Are you a fan of suspense, thrills, and twists? Of novels that heighten your apprehension, that provoke strong emotion, and that overall are exceedingly fun to read? Of riveting stories that involve crime and teenagers racing against the clock to solve a compelling mystery? If so, Caleb Roehrig’s White Rabbit is just the book for you!
Roehrig’s White Rabbit throws you into the world of Rufus Holt, and it seems that the world has it out for poor Rufus. On top of being a societal outcast for being gay and struggling with anger issues, as well as having a biological father that would sooner inflict torment and grief than support and love to Rufus’ life, his ex-boyfriend Sebastian – who had mercilessly dumped him weeks prior – suddenly reappears in his life, and his mother confesses that they’re in danger of losing their home. If all of that wasn’t horrible enough, Rufus’ sister April gives him a call, pleading for his help, and he arrives at her location only to discover her holding a bloody butcher knife and sitting beside the mutilated corpse of her boyfriend, Fox Whitney.
There is quite a lot to take in within this story, isn’t there?
Overall, I thought that White Rabbit was an exciting, thought-provoking, and thrilling story of Rufus and Sebastian as they embarked on a steadily dangerous quest to uncover who the killer was and to do it in one night, all the while trying to avoid getting killed themselves.

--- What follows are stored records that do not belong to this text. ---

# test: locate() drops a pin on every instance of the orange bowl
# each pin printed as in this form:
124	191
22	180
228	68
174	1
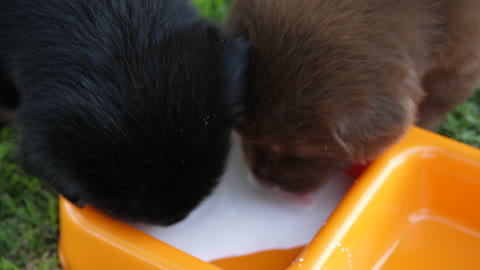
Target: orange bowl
415	207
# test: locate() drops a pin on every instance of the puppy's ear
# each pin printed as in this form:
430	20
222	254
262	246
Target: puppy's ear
237	53
364	132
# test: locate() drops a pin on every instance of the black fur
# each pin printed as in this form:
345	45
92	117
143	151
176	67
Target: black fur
126	105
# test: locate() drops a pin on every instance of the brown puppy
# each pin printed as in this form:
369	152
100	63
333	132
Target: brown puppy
338	81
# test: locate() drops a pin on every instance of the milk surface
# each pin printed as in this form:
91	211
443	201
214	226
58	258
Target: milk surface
241	217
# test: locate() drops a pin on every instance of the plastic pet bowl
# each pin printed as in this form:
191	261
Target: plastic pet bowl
415	207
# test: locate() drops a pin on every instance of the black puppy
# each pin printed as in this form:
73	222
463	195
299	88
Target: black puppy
125	105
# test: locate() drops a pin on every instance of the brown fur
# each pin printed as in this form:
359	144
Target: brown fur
338	81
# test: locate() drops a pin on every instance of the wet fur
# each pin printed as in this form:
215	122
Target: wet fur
124	105
332	82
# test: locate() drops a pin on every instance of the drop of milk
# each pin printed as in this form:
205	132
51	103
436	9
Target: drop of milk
240	218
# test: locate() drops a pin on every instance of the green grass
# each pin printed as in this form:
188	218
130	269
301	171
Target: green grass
28	208
463	124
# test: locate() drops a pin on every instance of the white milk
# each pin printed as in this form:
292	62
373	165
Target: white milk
240	218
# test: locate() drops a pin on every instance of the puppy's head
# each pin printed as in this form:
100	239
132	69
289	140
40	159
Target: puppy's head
142	134
299	157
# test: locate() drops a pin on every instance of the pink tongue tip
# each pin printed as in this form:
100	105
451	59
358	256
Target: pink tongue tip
307	199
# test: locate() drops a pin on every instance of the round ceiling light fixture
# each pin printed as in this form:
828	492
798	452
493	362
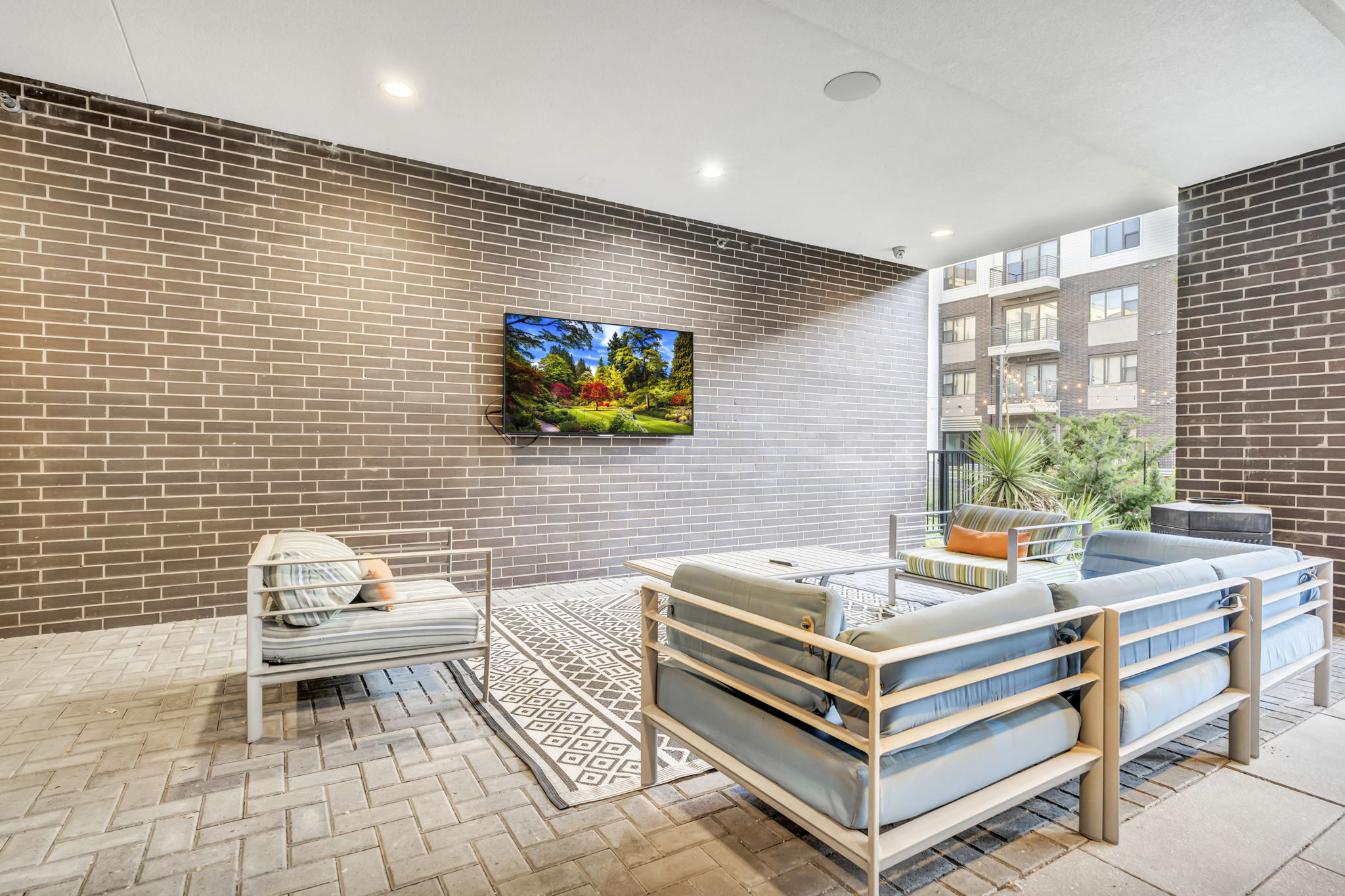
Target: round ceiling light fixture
852	85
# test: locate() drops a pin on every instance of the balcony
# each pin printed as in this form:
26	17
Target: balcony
1029	277
1025	339
1044	399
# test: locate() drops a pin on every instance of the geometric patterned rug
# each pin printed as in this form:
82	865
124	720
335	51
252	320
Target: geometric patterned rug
565	692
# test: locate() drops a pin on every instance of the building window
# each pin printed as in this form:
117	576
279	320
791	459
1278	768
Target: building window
1107	370
963	274
957	441
1106	304
1113	238
1030	382
959	383
957	330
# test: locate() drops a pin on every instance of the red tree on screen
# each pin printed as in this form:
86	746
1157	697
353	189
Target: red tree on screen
595	393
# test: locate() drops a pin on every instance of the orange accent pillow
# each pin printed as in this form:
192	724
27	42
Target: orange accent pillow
988	544
382	594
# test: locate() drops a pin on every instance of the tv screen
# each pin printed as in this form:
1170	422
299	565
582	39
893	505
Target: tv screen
581	378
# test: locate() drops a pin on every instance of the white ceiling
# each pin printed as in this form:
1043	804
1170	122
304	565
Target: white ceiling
1005	121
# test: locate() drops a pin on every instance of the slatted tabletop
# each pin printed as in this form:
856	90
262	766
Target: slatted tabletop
813	562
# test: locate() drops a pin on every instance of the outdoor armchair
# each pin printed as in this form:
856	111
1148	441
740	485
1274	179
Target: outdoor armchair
919	538
304	620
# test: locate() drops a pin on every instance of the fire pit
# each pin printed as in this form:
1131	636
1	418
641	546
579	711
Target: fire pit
1223	519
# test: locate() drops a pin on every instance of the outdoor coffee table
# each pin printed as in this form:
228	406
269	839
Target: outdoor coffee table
811	563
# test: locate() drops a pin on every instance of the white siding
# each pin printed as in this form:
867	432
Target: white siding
939	295
1157	240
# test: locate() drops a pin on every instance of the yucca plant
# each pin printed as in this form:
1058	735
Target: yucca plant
1012	469
1091	508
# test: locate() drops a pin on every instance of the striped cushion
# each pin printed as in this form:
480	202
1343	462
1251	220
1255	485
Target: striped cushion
986	519
299	544
365	633
981	572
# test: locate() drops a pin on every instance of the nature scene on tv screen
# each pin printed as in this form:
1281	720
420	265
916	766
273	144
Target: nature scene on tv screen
577	378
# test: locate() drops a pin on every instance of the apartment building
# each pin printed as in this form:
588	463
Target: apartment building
1074	324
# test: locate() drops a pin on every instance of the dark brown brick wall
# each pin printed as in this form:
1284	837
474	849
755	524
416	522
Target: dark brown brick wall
214	331
1261	351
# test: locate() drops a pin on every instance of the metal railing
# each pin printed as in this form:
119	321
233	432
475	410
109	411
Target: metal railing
1048	391
950	479
1026	269
1029	332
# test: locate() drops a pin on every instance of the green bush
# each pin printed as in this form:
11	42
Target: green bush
625	422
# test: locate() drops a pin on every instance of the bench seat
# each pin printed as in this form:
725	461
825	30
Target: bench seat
833	777
361	633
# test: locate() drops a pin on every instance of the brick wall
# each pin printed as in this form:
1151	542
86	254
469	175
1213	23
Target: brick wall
1261	351
214	331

I did experience some conflicting thoughts during the process of reading, mostly in relation to the novel’s beginning. Roehrig does not commence his novel with any sort of buildup to the main event. Rather, White Rabbit abruptly begins with that very phone call from April that thrusts Rufus and Sebastian into the crime they’re about to spending the night trying to solve. While the concept of White Rabbit really caught my eye, I was completely thrown off and unprepared for the abrupt beginning, and thought that it would have served the novel better to have at least a tiny exposition before I got flung straight into the drama.

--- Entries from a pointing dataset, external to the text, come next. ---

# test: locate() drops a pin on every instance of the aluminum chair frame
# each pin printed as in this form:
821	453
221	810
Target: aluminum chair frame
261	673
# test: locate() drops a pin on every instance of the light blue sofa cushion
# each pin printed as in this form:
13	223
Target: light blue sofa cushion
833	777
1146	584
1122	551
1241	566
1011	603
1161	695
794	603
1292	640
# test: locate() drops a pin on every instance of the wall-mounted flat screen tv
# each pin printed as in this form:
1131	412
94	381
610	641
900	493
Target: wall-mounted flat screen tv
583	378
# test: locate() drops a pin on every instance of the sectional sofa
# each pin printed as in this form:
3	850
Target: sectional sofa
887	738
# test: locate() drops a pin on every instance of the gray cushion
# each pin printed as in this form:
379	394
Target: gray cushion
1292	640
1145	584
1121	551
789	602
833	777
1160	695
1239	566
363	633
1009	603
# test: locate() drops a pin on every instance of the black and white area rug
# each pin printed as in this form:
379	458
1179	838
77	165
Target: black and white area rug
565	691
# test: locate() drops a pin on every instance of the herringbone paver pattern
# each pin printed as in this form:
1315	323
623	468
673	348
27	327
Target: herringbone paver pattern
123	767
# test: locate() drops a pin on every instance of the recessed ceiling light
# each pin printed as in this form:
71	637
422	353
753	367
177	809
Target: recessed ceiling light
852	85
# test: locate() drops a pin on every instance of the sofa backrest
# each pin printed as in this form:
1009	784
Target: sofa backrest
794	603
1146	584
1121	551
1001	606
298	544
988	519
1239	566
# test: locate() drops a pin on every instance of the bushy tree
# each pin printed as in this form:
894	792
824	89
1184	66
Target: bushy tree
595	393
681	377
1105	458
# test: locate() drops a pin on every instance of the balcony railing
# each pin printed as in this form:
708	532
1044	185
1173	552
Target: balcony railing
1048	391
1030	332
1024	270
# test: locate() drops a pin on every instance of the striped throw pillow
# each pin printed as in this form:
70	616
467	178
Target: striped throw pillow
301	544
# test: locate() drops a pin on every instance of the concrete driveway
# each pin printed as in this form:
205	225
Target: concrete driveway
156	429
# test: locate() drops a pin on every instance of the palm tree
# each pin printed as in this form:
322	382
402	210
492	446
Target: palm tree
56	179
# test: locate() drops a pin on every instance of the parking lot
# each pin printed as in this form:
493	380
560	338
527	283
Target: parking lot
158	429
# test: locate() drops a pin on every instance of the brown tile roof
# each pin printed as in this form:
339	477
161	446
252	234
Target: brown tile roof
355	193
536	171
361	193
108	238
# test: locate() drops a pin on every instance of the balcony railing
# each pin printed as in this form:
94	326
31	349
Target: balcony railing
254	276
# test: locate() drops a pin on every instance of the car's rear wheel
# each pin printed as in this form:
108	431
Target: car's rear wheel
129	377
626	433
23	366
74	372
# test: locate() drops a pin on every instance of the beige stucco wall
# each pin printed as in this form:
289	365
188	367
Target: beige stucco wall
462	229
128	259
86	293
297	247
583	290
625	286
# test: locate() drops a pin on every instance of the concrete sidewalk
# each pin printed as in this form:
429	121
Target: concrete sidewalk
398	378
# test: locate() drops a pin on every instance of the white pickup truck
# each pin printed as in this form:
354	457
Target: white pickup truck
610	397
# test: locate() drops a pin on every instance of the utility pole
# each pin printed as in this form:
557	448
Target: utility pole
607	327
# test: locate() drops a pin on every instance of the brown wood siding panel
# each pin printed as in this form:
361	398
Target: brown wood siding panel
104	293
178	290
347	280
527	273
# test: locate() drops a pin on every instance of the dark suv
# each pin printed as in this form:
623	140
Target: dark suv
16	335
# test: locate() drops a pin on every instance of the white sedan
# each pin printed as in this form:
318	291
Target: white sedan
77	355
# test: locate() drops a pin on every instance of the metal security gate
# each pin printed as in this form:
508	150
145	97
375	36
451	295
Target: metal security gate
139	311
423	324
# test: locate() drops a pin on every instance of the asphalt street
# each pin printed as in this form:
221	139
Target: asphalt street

We do catch italicized moments of flashbacks to Rufus’ life before the events of the story’s current timeline to refer back to, and they assist in marginally improving the development of the characters and the stories behind them. Most of these flashbacks focus on Rufus’ relationship – and eventual breakup – with Sebastian, who not only spends the night helping Rufus solve the mystery behind the murder, but uses this time as an attempt to speak to him about the circumstances surrounding their breakup.
Along with the harrowing tale of murder and mystery, Rufus and Sebastian’s relationship was one of the novel’s highlights, and I thoroughly enjoyed reading about it. Roehrig did a great job giving life to their interactions within the text: the tension that comes with having two ex-boyfriends interact with one another, the raging emotional conflict that Rufus deals with regarding Sebastian’s presence, the anger, the hurt, and the eventual reconciliation were all fantastic to experience. While the murder of Fox Whitney and the circumstances surrounding it are the main focuses of this novel, White Rabbit also tells a great love story between Rufus and Sebastian as they struggle to reignite their relationship and keep it, along with themselves, alive.
White Rabbit by Caleb Roehrig is now available wherever books are sold.